Chutine River
Feature Type:River - Watercourse of variable size, which has tributaries and flows into a body of water or a larger watercourse.
Status: Official
Name Authority: BC Geographical Names Office
Relative Location: Flows SE into lower Stikine River below Telegraph Creek (community), Cassiar Land District
Latitude-Longitude: 57°39'09"N, 131°37'55"W at the approximate mouth of this feature.
Datum: WGS84
NTS Map: 104G/12
Related Maps:
Origin Notes and History:

Clearwater River adopted in the 1st Report of the Geographic Board of Canada, 1898. Name changed to Chutine River in 1935 on Geological Survey sheet 309A, Stikine River Area, as recommended February 1930 by F.A. Kerr, geologist (file S.2.30 and Ottawa file 1274) . Re-approved 6 May 1954 on 104G.

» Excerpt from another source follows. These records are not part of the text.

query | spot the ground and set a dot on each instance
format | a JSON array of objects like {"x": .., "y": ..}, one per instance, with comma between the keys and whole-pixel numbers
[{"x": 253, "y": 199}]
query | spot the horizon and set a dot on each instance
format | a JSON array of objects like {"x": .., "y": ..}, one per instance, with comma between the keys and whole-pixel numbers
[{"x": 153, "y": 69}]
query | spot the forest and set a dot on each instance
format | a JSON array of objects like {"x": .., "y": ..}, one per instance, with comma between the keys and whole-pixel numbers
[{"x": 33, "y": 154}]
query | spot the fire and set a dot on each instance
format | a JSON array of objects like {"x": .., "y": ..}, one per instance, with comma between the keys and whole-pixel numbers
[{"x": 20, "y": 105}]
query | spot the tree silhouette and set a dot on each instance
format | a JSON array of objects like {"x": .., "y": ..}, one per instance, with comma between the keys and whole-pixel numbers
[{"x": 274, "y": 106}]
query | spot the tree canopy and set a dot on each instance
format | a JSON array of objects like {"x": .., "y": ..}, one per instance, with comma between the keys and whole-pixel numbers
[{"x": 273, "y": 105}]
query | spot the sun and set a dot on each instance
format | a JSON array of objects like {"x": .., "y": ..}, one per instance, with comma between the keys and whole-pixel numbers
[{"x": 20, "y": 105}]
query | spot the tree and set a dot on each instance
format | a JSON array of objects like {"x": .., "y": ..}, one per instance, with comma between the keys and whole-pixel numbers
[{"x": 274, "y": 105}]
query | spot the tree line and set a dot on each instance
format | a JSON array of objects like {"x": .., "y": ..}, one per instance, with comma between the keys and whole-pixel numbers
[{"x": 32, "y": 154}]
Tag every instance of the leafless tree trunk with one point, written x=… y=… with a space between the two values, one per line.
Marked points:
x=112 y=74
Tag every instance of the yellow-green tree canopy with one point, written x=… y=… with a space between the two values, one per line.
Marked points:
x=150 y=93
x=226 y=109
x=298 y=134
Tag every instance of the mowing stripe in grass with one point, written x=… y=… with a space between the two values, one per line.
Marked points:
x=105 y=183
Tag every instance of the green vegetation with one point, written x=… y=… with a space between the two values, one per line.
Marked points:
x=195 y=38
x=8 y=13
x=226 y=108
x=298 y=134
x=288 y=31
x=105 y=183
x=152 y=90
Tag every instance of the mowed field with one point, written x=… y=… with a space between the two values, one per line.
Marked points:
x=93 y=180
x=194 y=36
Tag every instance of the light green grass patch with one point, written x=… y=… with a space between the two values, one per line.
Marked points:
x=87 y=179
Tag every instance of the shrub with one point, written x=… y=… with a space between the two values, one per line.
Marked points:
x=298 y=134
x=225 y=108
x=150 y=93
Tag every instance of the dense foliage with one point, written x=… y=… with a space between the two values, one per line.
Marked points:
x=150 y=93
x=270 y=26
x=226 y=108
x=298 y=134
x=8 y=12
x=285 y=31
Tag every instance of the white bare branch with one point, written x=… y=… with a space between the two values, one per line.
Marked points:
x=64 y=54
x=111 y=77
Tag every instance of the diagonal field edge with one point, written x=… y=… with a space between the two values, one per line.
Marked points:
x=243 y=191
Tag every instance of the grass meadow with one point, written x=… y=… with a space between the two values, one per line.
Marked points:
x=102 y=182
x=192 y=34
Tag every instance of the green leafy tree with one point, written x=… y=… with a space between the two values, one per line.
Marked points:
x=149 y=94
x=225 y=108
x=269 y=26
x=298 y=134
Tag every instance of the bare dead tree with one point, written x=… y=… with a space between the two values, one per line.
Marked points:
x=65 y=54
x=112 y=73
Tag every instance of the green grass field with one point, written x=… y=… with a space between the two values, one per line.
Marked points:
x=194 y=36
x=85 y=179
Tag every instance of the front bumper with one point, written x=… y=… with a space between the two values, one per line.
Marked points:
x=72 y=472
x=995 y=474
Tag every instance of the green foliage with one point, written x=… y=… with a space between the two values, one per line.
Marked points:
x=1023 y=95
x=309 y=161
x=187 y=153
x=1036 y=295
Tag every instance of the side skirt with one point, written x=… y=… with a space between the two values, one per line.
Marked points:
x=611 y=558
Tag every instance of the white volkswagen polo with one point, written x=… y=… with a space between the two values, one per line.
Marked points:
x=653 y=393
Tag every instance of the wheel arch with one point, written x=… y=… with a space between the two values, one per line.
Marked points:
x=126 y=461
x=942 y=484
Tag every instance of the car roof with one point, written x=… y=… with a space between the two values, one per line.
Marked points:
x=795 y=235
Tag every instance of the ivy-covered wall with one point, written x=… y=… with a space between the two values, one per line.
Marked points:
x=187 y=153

Source: BC place name cards, or correspondence to/from BC's Chief Geographer or BC Geographical Names Office

Identified as "Clearwater River" in BC Mines reports, 1904 & 1906; labelled "Clearwater River" on BC map 1H, 1917; labelled "Chutine (Clearwater) River" on BC map 5C, 1929; identified as Clearwater River in the 1930 BC Gazetteer.

Source: BC place name cards, or correspondence to/from BC's Chief Geographer or BC Geographical Names Office

According to 1963 advice from anthropologist Wilson Duff, chutine means "the half-people" - half Tlingit and half Tahltan.